Monday, October 10, 2011
CONSTITUTIONAL recognition of Aboriginal Australians should go beyond symbolism and drive a new approach to indigenous policy that is capable of transforming lives, according to the Cape York Institute led by Noel Pearson .
The institute argues that constitutional change should be backed by new laws to set up an Equal Rights and Responsibilities Commission to ensure that taxpayers' money is not wasted on programs that do not work and to protect indigenous languages.
A new paradigm on closing the gap between indigenous and non-indigenous Australians, based on equality of all Australians before the law and the preservation of Aboriginal culture, underpins a 50-page submission from the institute.
The paper is among hundreds of submissions to an expert panel that will advise the Gillard government by December on a referendum to be conducted at or before the next federal election.

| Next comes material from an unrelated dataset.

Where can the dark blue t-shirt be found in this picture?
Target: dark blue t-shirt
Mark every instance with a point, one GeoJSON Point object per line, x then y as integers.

"We firmly believe that the proposed reforms would be of immense benefit to the wellbeing of indigenous Australians and to the entire nation," says the institute's submission.
Reflecting the thinking of Mr Pearson, who has championed welfare reform in indigenous communities for more than a decade, the submission rejects the notion that equality before the law is incompatible with a recognition of distinct indigenous identity.
While welfare reform has been successful in taking "small steps" towards championing indigenous responsibility, the submission says that it arguably has not done enough to prevent cultural loss and the extinction of indigenous languages.
"We contend that cultural recognition and equality are wholly compatible. Indeed, we contend that they are two sides of the same coin, tied together just as rights are tied to responsibilities," the submission says.
It argues that the removal of racially discriminatory provisions of the constitution is far more important than the recognition of the first Australians in a new preamble to the constitution. "This is much more than a question of symbolism, though symbols are important," it says.
"This is an opportunity to change Australia's approach to indigenous policy and law. It is also an opportunity to resolve and define the position of indigenous peoples within Australia and to become what we have been trying to be: 'A reconciled indivisible nation'."
The institute argues that the present "race-based" approach to indigenous policy development is flawed, asserting it was born from a colonial system, and has perpetuated colonial myths of indigenous Australian inferiority, dependency and incapability.
"If we are serious about substantive equality and equal life outcomes for indigenous Australians, we must be serious about equal treatment before the law," the submission says.
"Likewise, indigenous Australian cultures and languages must finally be celebrated as an indispensable part of Australian identity. They must be supported to prosper and to be enjoyed by the entire nation."
Cross-party support for the referendum will be crucial, given the dismal track record of proposals for constitutional reform. But Liberal leader Tony Abbott has signalled a willingness to go beyond considering a new preamble and has described Mr Pearson as "a true visionary and a very significant leader in contemporary Australia".
The submission argues that closing the gap must start with an expectation of more, not less, from indigenous Australians. "We must start by admitting the errors we have made in our history," it says.
"There has been too much adverse discrimination against indigenous Australians. More recently, there has been too much 'positive' discrimination with adverse results, driven by white guilt and perpetuating indigenous Australian victimhood. The 'soft bigotry of low expectations' lingers on.
"We contend that Australia must be done once and for all with feelings of guilt and national shame over past discriminatory policies and current inadequate outcomes."